Wednesday, January 10, 2007

The People's Act of Love by James Meek

I got nervous when I saw Brent had finished another book, because Lord knows I can't have him tied with me. So I hurried to finish my current book, The People's Act of Love.

Here's a synopsis as best I can write: A mysterious man named Samarin appears in the Siberian town of Yazyk, which is populated by a sect of Christians who castrate themselves in order to keep themselves from sin. Samarin claims that he's escaped from a gulag called the White Garden, and has been followed by a cunning murderer named the Mohican who wants to eat him. Meanwhile the "widow" Anna Petrovna who has followed her castrate husband to Yazyk takes an interest in Samarin, which angers her lover Lieutenant Mutz, second-in-command of a troop of Czech soldiers who have been marooned in Yazyk thanks to the Russian Revolution and live in fear of an imminent attack by Red factions. It's like a crazier version of Dr. Zhivago.


Whew. There's a lot to love about this book, like that strange plot (which borrows the tales of the castrates and stranded Czechs from actual historical sources), and the metaphorical scope of the novel, which deals with the nature of faith and sacrifice. Anna Petrovna hates her former husband for the faith that made him castrate himself, and all manners of faith indiscriminately, including Communism. In Samarin, a many-faced man and ubermensch who feels he above all notions of right and wrong, she faces the logical conclusion of her hate. Meanwhile, her castrate husband, Gleb Balashov, must deal with the irrevocable destruction of the promise he made to her in marriage--lots of complex feelings and storylines in there.

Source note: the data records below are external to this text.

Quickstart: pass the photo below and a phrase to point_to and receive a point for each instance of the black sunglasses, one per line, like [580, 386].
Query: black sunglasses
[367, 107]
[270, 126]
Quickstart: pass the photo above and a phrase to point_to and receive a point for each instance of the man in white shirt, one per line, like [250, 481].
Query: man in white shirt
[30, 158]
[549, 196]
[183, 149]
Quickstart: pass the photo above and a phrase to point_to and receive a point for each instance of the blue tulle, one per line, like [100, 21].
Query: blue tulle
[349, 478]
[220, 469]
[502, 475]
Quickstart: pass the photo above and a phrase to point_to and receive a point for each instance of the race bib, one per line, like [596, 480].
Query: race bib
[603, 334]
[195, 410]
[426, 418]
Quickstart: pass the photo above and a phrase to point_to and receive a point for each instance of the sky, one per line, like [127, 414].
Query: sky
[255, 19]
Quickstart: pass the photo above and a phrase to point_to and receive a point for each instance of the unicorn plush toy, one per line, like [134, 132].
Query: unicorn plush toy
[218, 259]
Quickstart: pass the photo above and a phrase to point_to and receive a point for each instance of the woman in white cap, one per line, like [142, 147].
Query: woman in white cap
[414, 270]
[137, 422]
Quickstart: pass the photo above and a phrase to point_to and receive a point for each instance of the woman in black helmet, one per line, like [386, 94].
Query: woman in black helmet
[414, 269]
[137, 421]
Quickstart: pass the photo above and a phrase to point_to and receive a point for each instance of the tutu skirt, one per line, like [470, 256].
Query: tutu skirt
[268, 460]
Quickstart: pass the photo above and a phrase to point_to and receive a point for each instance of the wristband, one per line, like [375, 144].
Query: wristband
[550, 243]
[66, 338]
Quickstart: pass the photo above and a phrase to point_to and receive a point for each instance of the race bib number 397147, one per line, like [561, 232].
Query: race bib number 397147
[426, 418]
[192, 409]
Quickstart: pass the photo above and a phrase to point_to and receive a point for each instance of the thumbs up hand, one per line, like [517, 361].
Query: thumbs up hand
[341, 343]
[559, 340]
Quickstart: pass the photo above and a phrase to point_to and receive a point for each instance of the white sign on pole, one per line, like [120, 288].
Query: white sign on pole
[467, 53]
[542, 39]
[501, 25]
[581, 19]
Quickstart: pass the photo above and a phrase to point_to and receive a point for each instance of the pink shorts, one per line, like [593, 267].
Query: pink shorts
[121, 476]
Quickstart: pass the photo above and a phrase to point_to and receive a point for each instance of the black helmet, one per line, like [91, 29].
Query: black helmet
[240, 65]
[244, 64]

But there were a few things about this book that bothered me, as well. For a book that centers itself around the contrasts between characters, they can be nebulously characterized. The thing that bothered me the most is that they all tend to speak in the same metaphysical, disjointed language, which really prevents the characters from popping out. There's a passage in which Balashov writes to Anna Petrovna, "I am a plain writer," and then goes on to write, "They had something of another world about them; smooth skin and soft voices and ageless faces." Sometimes overly thought-out dialogue is worse than dialogue which isn't thought out at all. I like this book, but given the choice I'd just read Dr. Zhivago again.